Yesterday the BRICS nations (Brazil, Russia, India, China, South Africa) concluded their summit meeting in Hainan, China. Fear of a weakening dollar and growing US deficits, BRICS called for a new monetary order. They also agreed to form mutual credit lines in their own local currencies. From Reuters:

The leaders of Brazil, Russia, India, China and South Africa also called for stronger regulation of commodity derivatives to dampen excessive volatility in food and energy prices, which they said posed new risks for the recovery of the world economy.

Meeting on the southern Chinese island of Hainan, they said the recent financial crisis had exposed the inadequacies of the current monetary order, which has the dollar as its linchpin.

What was needed, they said in a statement, was “a broad-based international reserve currency system providing stability and certainty” — thinly veiled criticism of what the BRICS see as Washington’s neglect of its global monetary responsibilities.

The BRICS are worried that America’s large trade and budget deficits will eventually debase the dollar. They also begrudge the financial and political privileges that come with being the leading reserve currency.

In another dig at the dollar, the development banks of the five BRICS nations agreed to establish mutual credit lines denominated in their local currencies, not the U.S. currency.

The head of China Development Bank (CDB), Chen Yuan, said he was prepared to lend up to 10 billion yuan to fellow BRICS, and his Russian counterpart said he was looking to borrow the yuan equivalent of at least $500 million via CDB.

The BRICS represent the largest and increasingly influential emerging economies of the world. From Forbes:

BRICS (Brazil, Russia, India, China, and South Africa) is already something of a “G5” of non-Western nations. Next week its leaders (China’s Hu Jintao, Brazil’s Dilma Rousseff, Russia’s Dmitry Medvedev, India’s Manmohan Singh, and South Africa’s Jacob Zuma) will set themselves to discuss their joint concerns in international affairs, economics, development, trade, security, etc.

More than anything, the event signals growing intention to coordinate views and act in closer alignment, and press towards future empowerment and responsibility of non-Western world leaders. Political clout has always gone with economic clout, and in this respect the future can be depended on to “rhyme” with the past.

BRICS countries already account for 40% of global population and 20% of global GDP – and they are the nations expected to grow most rapidly in GDP terms in the next decade and beyond, and to provide primary succor to neighbors in their regions.
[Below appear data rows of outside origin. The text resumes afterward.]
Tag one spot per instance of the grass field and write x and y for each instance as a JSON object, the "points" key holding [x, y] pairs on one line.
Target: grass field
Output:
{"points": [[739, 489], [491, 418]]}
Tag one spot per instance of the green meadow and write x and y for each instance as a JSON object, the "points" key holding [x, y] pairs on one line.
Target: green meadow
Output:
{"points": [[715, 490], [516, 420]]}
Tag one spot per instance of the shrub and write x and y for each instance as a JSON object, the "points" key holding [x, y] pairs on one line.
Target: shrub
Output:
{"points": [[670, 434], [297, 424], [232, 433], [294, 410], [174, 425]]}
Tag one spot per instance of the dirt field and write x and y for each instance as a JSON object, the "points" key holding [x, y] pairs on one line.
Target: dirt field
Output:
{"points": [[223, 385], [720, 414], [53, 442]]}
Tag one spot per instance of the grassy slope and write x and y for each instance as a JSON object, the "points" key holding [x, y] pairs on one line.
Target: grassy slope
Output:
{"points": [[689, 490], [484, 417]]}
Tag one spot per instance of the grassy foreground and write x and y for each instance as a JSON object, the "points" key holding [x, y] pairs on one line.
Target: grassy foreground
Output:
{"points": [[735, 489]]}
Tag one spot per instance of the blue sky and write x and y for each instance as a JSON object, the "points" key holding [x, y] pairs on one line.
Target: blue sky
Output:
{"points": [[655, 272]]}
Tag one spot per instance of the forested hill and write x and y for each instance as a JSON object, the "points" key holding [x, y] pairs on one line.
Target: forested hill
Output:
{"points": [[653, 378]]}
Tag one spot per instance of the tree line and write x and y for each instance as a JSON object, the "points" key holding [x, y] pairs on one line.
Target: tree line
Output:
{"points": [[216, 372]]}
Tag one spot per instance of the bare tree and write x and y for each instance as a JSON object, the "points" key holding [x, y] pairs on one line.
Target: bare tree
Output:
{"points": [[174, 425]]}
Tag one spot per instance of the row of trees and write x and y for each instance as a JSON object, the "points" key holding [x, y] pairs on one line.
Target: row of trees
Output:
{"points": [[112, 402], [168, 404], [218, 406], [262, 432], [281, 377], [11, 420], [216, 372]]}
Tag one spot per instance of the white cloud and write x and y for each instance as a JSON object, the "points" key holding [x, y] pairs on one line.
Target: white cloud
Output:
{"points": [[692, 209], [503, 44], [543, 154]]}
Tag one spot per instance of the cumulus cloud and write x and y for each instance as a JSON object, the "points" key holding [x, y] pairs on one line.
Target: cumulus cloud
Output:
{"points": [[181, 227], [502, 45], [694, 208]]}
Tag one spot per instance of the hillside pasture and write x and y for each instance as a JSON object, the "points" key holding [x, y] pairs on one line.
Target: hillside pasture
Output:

Hainan 2011 is the third summit of the BRIC countries. The acronym BRIC was coined by Goldman Sachs (NYSE: GS) in 2001 in a chicken-and-egg prophesy: causing Russia, China, Brazil and India to see their interests as potentially aligned, and politically worth aligning. South Africa was accepted into the group in February.

Here is some text from the Sanya Declaration , jointly-released after the meetings. From Xinhua:

It is the overarching objective and strong shared desire for peace, security, development and cooperation that brought together BRICS countries with a total population of nearly 3 billion from different continents. BRICS aims at contributing significantly to the development of humanity and establishing a more equitable and fair world.

The 21st century should be marked by peace, harmony, cooperation and scientific development. Under the theme “Broad Vision, Shared Prosperity”, we conducted candid and in-depth discussions and reached broad consensus on strengthening BRICS cooperation as well as on promoting coordination on international and regional issues of common interest.

We affirm that the BRICS and other emerging countries have played an important role in contributing to world peace, security and stability, boosting global economic growth, enhancing multilateralism and promoting greater democracy in international relations.